At about 11 p.m. the next day, according to the suit, jailers saw Hall lying on the floor, bleeding from his head. Surveillance video showed Hall was banging his head on the cell’s brick wall for several minutes before he climbed to the railing behind the toilet and jumped off, landing on the floor head first.

The suit accused the jail of lax suicide monitoring and alleged that nurses and deputies failed to secure Hall’s cervical spine after the fall. The record showed that personnel turned Hall over, lifted him to a sitting position, and deputies handcuffed him. Hall died two weeks later at a local hospital, having suffered a spinal cord injury.

In separate documents, the county has denied all of the lawsuit’s claims and has asked that the suit be dismissed.

Wood, his attorneys said, saw Hall on May 25, 2016, for an evaluation after Hall was on suicide watch. “I believed that, given his demeanor, he would not do well in the general population” of the jail at that time, Wood said in an affidavit accompanying his latest motion. “I recommended that he stay in medical housing and be re-evaluated.” A different health care provider the next day approved Hall’s transfer back to the general population.

Wood said that the 2016 evaluation was the last time he saw Hall. He said he was not notified about Hall being placed on suicide watch again the day before his death. “I generally relied on the mental health workers (at the jail) to make a determination of suicide risk, because they were specially trained in making such an assessment,” he said.

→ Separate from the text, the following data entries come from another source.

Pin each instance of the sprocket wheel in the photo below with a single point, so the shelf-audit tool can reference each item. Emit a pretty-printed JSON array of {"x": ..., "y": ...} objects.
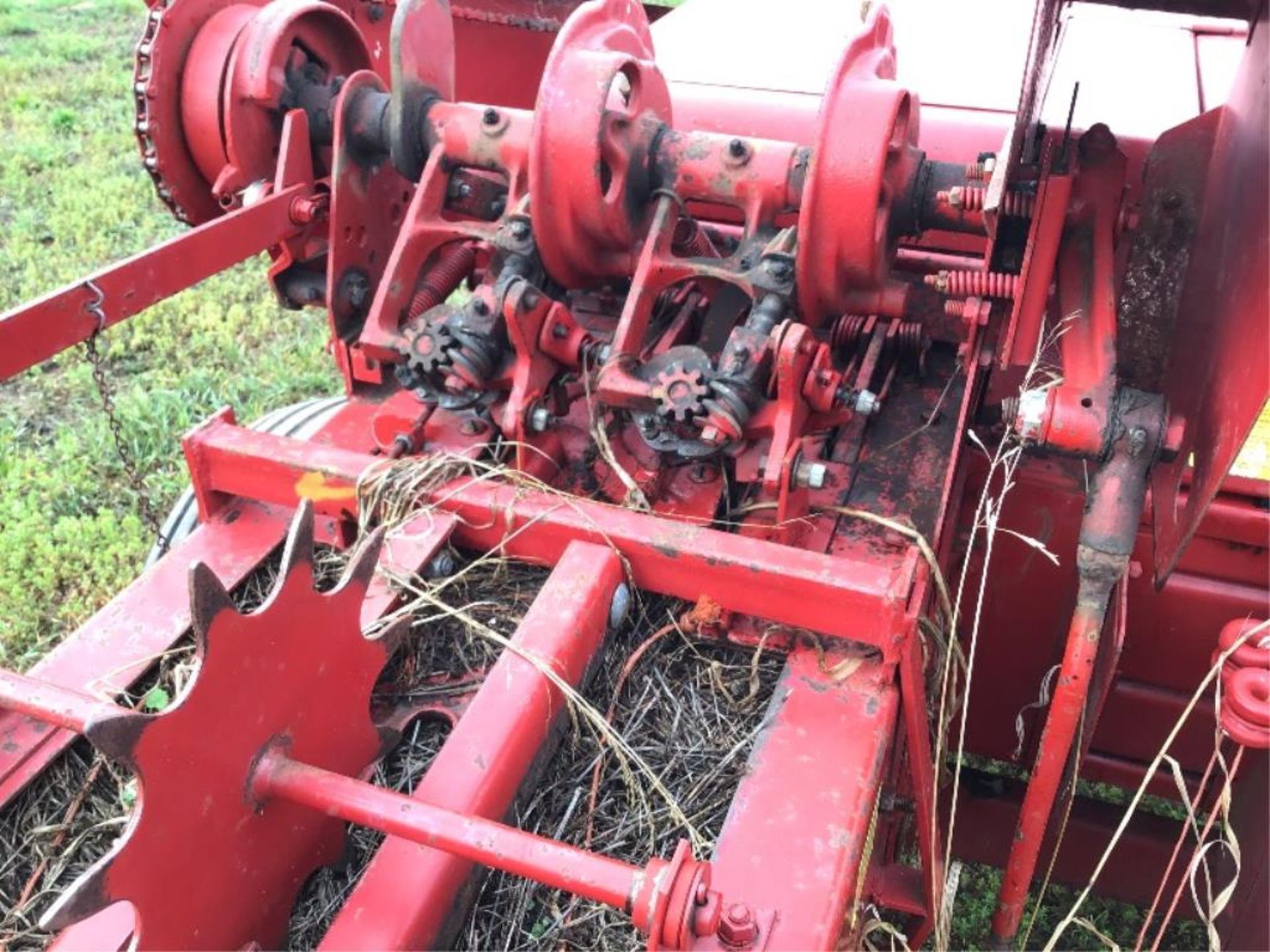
[{"x": 681, "y": 393}]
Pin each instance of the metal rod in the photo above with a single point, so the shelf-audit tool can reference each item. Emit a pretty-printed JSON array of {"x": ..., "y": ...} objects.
[
  {"x": 1108, "y": 532},
  {"x": 494, "y": 844},
  {"x": 51, "y": 703},
  {"x": 414, "y": 899}
]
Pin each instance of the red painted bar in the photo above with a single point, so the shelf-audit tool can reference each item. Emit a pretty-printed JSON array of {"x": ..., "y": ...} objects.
[
  {"x": 114, "y": 647},
  {"x": 494, "y": 844},
  {"x": 850, "y": 598},
  {"x": 408, "y": 896},
  {"x": 794, "y": 841},
  {"x": 69, "y": 710},
  {"x": 33, "y": 333}
]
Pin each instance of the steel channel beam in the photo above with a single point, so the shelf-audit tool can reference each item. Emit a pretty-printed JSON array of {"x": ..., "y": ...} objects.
[
  {"x": 840, "y": 597},
  {"x": 408, "y": 550},
  {"x": 795, "y": 840},
  {"x": 412, "y": 898},
  {"x": 37, "y": 332},
  {"x": 132, "y": 631}
]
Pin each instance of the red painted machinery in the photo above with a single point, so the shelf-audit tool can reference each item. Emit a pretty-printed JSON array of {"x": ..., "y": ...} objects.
[{"x": 730, "y": 343}]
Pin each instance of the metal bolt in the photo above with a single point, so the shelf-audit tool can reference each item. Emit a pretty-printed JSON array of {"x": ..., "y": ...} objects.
[
  {"x": 1031, "y": 413},
  {"x": 737, "y": 927},
  {"x": 620, "y": 607},
  {"x": 1137, "y": 441},
  {"x": 540, "y": 418},
  {"x": 441, "y": 567},
  {"x": 867, "y": 403},
  {"x": 778, "y": 268},
  {"x": 810, "y": 475},
  {"x": 704, "y": 473}
]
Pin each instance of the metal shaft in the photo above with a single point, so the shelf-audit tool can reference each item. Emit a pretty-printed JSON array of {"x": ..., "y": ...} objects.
[
  {"x": 51, "y": 703},
  {"x": 596, "y": 877}
]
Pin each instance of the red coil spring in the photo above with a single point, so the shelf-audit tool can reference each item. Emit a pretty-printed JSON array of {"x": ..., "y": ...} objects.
[
  {"x": 974, "y": 284},
  {"x": 910, "y": 338},
  {"x": 846, "y": 332},
  {"x": 454, "y": 264},
  {"x": 1014, "y": 205},
  {"x": 690, "y": 240},
  {"x": 1246, "y": 682}
]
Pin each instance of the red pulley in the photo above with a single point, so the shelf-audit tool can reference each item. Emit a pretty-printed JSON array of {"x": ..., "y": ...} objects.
[
  {"x": 863, "y": 159},
  {"x": 600, "y": 103},
  {"x": 214, "y": 81}
]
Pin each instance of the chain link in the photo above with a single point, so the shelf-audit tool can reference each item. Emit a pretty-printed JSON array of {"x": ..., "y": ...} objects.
[{"x": 106, "y": 394}]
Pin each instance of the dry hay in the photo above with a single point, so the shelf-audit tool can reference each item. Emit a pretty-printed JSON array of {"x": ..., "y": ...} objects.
[{"x": 690, "y": 710}]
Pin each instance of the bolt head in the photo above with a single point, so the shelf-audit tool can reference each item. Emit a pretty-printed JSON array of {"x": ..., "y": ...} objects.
[
  {"x": 1031, "y": 415},
  {"x": 540, "y": 418},
  {"x": 737, "y": 928},
  {"x": 620, "y": 607},
  {"x": 441, "y": 567}
]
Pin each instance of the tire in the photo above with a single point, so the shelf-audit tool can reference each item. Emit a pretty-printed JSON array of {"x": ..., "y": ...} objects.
[{"x": 299, "y": 422}]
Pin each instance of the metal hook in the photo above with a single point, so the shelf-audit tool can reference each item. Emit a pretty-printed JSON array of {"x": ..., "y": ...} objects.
[{"x": 95, "y": 306}]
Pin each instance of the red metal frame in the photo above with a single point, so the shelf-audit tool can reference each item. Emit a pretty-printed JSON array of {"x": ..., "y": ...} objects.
[{"x": 603, "y": 231}]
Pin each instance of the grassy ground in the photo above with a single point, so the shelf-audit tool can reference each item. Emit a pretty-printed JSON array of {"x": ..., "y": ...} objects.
[{"x": 73, "y": 196}]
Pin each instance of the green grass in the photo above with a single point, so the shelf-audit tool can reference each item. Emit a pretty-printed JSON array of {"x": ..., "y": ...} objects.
[{"x": 74, "y": 197}]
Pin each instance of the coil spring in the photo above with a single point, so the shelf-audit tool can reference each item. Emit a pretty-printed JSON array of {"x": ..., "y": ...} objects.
[
  {"x": 454, "y": 264},
  {"x": 690, "y": 240},
  {"x": 970, "y": 198},
  {"x": 727, "y": 408},
  {"x": 1246, "y": 680},
  {"x": 981, "y": 171},
  {"x": 846, "y": 332},
  {"x": 910, "y": 339},
  {"x": 978, "y": 284}
]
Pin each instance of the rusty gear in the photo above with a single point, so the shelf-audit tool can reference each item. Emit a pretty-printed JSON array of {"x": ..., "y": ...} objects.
[
  {"x": 680, "y": 394},
  {"x": 429, "y": 348}
]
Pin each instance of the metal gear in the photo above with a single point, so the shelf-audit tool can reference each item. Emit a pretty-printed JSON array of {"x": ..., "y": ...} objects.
[
  {"x": 680, "y": 393},
  {"x": 207, "y": 95},
  {"x": 429, "y": 348},
  {"x": 157, "y": 70}
]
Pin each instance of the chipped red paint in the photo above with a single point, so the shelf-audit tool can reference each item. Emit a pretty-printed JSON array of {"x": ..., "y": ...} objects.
[{"x": 611, "y": 216}]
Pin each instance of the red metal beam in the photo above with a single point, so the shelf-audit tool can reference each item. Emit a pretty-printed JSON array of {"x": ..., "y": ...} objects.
[
  {"x": 132, "y": 631},
  {"x": 33, "y": 333},
  {"x": 859, "y": 600},
  {"x": 412, "y": 899},
  {"x": 795, "y": 841}
]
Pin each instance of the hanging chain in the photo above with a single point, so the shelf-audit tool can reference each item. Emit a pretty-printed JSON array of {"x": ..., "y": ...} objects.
[{"x": 106, "y": 395}]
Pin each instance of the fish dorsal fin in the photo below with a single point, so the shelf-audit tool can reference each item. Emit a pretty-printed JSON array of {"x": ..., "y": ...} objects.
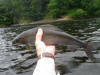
[{"x": 50, "y": 27}]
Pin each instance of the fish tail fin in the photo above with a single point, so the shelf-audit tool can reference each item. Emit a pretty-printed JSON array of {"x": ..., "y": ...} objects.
[{"x": 28, "y": 46}]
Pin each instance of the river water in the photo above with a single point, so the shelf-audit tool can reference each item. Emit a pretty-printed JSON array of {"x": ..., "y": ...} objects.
[{"x": 17, "y": 60}]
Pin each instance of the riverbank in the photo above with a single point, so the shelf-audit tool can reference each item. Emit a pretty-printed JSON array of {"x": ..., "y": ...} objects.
[{"x": 65, "y": 19}]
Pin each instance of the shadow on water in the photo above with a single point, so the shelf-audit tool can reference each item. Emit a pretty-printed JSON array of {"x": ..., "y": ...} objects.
[{"x": 16, "y": 60}]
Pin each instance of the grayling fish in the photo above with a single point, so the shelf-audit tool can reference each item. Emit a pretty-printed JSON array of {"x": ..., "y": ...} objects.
[{"x": 52, "y": 36}]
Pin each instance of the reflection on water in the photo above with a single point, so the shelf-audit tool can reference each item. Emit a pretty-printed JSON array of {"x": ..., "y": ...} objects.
[{"x": 16, "y": 60}]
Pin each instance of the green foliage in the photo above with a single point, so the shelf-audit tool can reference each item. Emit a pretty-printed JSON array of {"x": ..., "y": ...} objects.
[
  {"x": 23, "y": 11},
  {"x": 77, "y": 13}
]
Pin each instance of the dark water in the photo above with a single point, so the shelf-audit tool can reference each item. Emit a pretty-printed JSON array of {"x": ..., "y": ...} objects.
[{"x": 16, "y": 60}]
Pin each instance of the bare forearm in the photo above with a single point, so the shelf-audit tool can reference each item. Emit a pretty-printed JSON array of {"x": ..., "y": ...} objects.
[{"x": 45, "y": 66}]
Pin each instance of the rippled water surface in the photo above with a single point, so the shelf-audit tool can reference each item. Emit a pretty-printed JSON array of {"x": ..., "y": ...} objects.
[{"x": 16, "y": 60}]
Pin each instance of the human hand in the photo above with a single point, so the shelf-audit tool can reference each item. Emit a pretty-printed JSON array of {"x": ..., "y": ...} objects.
[{"x": 41, "y": 47}]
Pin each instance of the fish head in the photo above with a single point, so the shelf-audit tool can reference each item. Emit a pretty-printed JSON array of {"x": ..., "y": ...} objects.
[{"x": 19, "y": 41}]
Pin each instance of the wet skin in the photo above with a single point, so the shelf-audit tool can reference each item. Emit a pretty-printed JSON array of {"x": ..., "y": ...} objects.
[{"x": 52, "y": 36}]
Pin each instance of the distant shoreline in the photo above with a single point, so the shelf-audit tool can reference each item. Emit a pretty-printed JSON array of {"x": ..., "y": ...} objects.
[{"x": 52, "y": 21}]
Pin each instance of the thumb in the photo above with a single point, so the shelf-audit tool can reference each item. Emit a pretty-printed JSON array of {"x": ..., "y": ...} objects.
[{"x": 39, "y": 34}]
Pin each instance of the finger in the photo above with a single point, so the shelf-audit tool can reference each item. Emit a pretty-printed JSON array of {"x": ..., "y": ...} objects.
[{"x": 39, "y": 34}]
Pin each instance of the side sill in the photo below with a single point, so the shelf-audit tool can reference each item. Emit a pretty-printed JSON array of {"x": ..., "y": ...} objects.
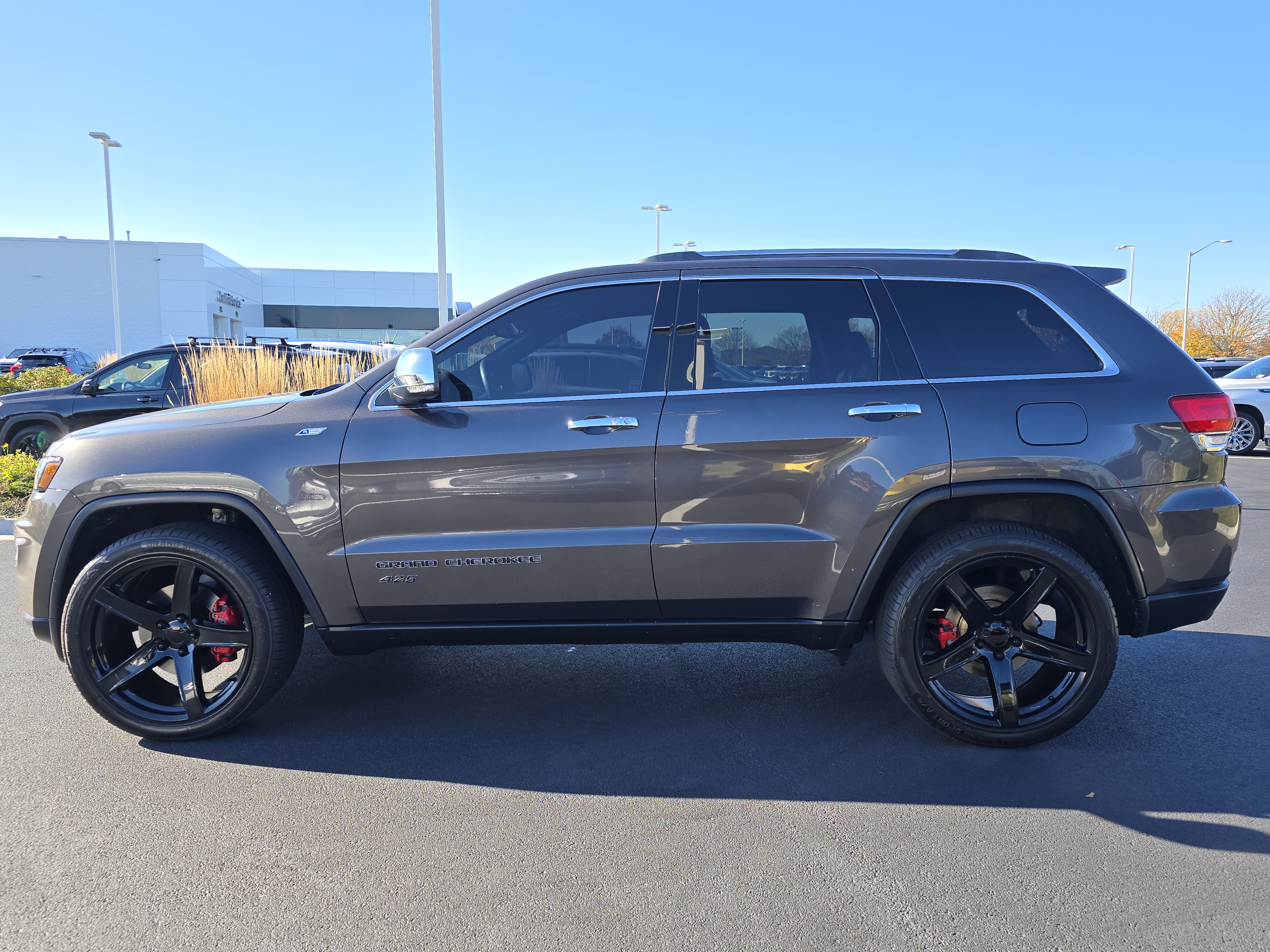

Ogden police arrested Hall in September 2015 after he allegedly scuffled with officers. In September 2016, a judge ordered that Hall be committed to the state hospital for a mental competency evaluation. His attorney requested the evaluation, saying Hall’s mother said her son had been diagnosed with schizophrenia. But due to backlogs at the state hospital, Hall’s evaluation was delayed.

The Weber jail’s medical operations were revamped in 2020, with a national contractor replacing all functions previously provided by Wood, jail-employed nurses and others. This year, the sheriff’s office is reviewing plans for a possible new medical wing.